Having built the sample, it is necessary to obtain the real experimental data. For the above code to work locally, the data file genx_alternating_layers.dat.gz is required and the Python script (in particular the get_real_data function) should be adapted appropriately. This function defined an uncertainty in the reflectivity of 10 %.

The simulation is then defined in the get_simulation function, which is passed a series of angles, however, this may be modified to perform a Q-scan as necessary. The final function that is necessary is the simulation of specular reflectometry is the run_simulation function. This will take the angle-value to be simulated and thickness for the Ni and Ti layers and then return the result of the simulation as a numpy.array.

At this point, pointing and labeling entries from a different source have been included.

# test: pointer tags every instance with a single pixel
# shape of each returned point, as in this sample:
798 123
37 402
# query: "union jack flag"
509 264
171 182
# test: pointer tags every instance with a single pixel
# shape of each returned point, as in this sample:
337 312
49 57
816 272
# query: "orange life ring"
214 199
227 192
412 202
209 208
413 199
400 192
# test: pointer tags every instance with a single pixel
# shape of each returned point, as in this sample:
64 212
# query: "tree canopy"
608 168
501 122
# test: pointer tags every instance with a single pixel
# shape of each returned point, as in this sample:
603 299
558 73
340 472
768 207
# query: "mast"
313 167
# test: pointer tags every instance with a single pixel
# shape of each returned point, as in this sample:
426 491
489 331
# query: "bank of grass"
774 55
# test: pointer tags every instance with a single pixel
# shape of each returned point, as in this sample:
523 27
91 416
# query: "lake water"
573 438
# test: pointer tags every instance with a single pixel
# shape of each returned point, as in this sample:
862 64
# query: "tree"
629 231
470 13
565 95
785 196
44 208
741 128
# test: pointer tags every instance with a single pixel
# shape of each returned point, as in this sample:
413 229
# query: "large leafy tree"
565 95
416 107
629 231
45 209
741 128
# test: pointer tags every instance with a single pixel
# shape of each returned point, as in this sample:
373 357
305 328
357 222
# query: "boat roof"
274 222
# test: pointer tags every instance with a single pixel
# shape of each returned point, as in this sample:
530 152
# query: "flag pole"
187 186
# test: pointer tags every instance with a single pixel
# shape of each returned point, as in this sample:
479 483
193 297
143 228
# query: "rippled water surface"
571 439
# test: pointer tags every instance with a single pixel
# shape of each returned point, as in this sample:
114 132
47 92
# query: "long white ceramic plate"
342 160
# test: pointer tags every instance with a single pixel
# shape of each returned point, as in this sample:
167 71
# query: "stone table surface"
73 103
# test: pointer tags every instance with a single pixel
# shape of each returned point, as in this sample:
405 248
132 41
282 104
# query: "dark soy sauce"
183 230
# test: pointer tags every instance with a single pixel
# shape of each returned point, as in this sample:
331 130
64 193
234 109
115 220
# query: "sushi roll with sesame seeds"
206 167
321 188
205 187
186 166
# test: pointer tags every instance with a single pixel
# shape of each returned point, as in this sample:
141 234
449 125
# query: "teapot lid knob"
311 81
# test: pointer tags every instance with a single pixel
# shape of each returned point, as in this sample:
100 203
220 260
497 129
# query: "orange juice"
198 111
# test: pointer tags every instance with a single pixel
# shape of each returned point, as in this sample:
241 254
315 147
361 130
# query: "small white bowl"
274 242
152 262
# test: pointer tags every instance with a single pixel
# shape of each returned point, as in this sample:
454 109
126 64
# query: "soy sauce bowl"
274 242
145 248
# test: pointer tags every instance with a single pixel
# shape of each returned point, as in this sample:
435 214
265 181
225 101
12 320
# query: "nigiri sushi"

We will use the emcee package to sampling the likelihood of the data (we are follow their data fitting example). Therefore, it is necessary to define a likelihood (the log_likelihood function) objective. Then, within the main body of the scirpt we firstly find the maximum likelihood solution using a differential evolution algorithm from the scipy.optimize library. This should print that then thicknesses are around 7 nm and 3 nm for the Ni and Ti respectively.

We can use the emcee.EnsembleSampler to probe the uncertainties in the parameters and there correlation. This will perform the sampling for some time (on my machine it took about 2.5 minutes to sample 1000 steps with 32 walkers). Having collected the samples, we can then unpack them and using the corner package visualise them. This will give the first image shown above.

Finally, we can plot the maximum likelihood estimate for the model along with the experimental data. This is the second image above.

Note that the flat_samples object describes the distributions shown in the corner plot. Therefore we can find values of interest, such as the standard deviation or confident intervals.